The governing body set Aug. 21 as the deadline for individual sports across its three levels to determine whether it can safely have a regular season and postseason during the COVID-19 pandemic. It said the FCS – the 127-member lower half of D-I college football – will only have a playoff if at least 50 percent of eligible programs play this fall, and the 24-team event can be reduced in size.

The board of governors, the highest ruling committee at the NCAA, did not use its authority to determine whether there would be championship events in 22 sports. The FCS playoff decision falls to the 40-member Division I Council, which is comprised of mostly school athletic directors.

“First and foremost, we need to make sure we provide a safe environment for college athletes to compete for an opportunity to play in NCAA championships,” NCAA president Mark Emmert said. “A decision based on the realities in each division will provide clarity for conferences and campuses as they determine how to safely begin the academic year and the return to sports.”

Michael V. Drake, the board chair and president of the University of California system, added, “Each division must examine whether it has the resources available to take the required precautions given the spread of COVID-19.”

Time is of the essence for fall sports. Division I football programs with an early season opener on Aug. 29 were allowed to begin preseason practices last weekend, while the rest can start this week.

Seven of the 13 FCS conferences – the Big Sky, Big South, Missouri Valley, Ohio Valley, Pioneer, Southern and Southland – and a handful of independent programs, totaling about 75 of the 127 schools, have kept alive the possibility of a fall season. The conferences that previously ruled out competition until possibly the spring semester were the CAA, which is still allowing members to play as independents this fall, Ivy, MEAC, Northeast, Patriot and SWAC.

The NCAA doesn’t control the regular season, so schools can proceed with a schedule even without a postseason. However, a lack of championship events, which the NCAA canceled during the winter and spring seasons due to the pandemic, could have been received by schools and conferences as a suggestion not to have fall competition.

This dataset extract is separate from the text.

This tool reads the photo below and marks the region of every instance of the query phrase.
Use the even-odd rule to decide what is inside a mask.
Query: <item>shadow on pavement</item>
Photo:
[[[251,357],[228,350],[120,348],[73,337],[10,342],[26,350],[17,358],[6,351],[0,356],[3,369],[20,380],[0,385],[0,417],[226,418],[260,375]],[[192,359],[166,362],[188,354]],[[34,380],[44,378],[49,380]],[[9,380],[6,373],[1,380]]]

The board of governors also directed members to meet specific protocols, including COVID-19 testing, to better ensure the safety of student-athletes, even announcing it will establish a phone number and email to allow athletes, parents or others to report alleged failures.

Student-athletes can opt out of participation due to concerns about contracting coronavirus without the risk of losing the academic year’s scholarship commitment.

Whether there will be the necessary number of schools for FCS playoffs will be determined this month. It appears there are 111 teams eligible for the playoffs after taking out Ivy League schools, who don’t compete in them, schools that are transitioning to full D-I status and those serving NCAA APR sanctions. About 70 are among the 75 that haven’t ruled out a fall season.

The NCAA left open the possibility of hosting any postseason that isn’t contested this fall at a later time – namely the spring semester – if health conditions are deemed safe.

Regardless of a playoff, the conference decisions to play or not come from their school presidents and CEO groups. The next scheduled meetings for the seven conference hoping to play are the Ohio Valley, Pioneer and Southland on Wednesday; Big Sky, Missouri Valley and Southern on Thursday; and Big South on Friday.

In contrast to the FCS, the NCAA doesn’t control the FBS postseason, and most programs are moving forward toward a fall season. Earlier Wednesday, UConn became the first of the 130 FBS programs to cancel its season.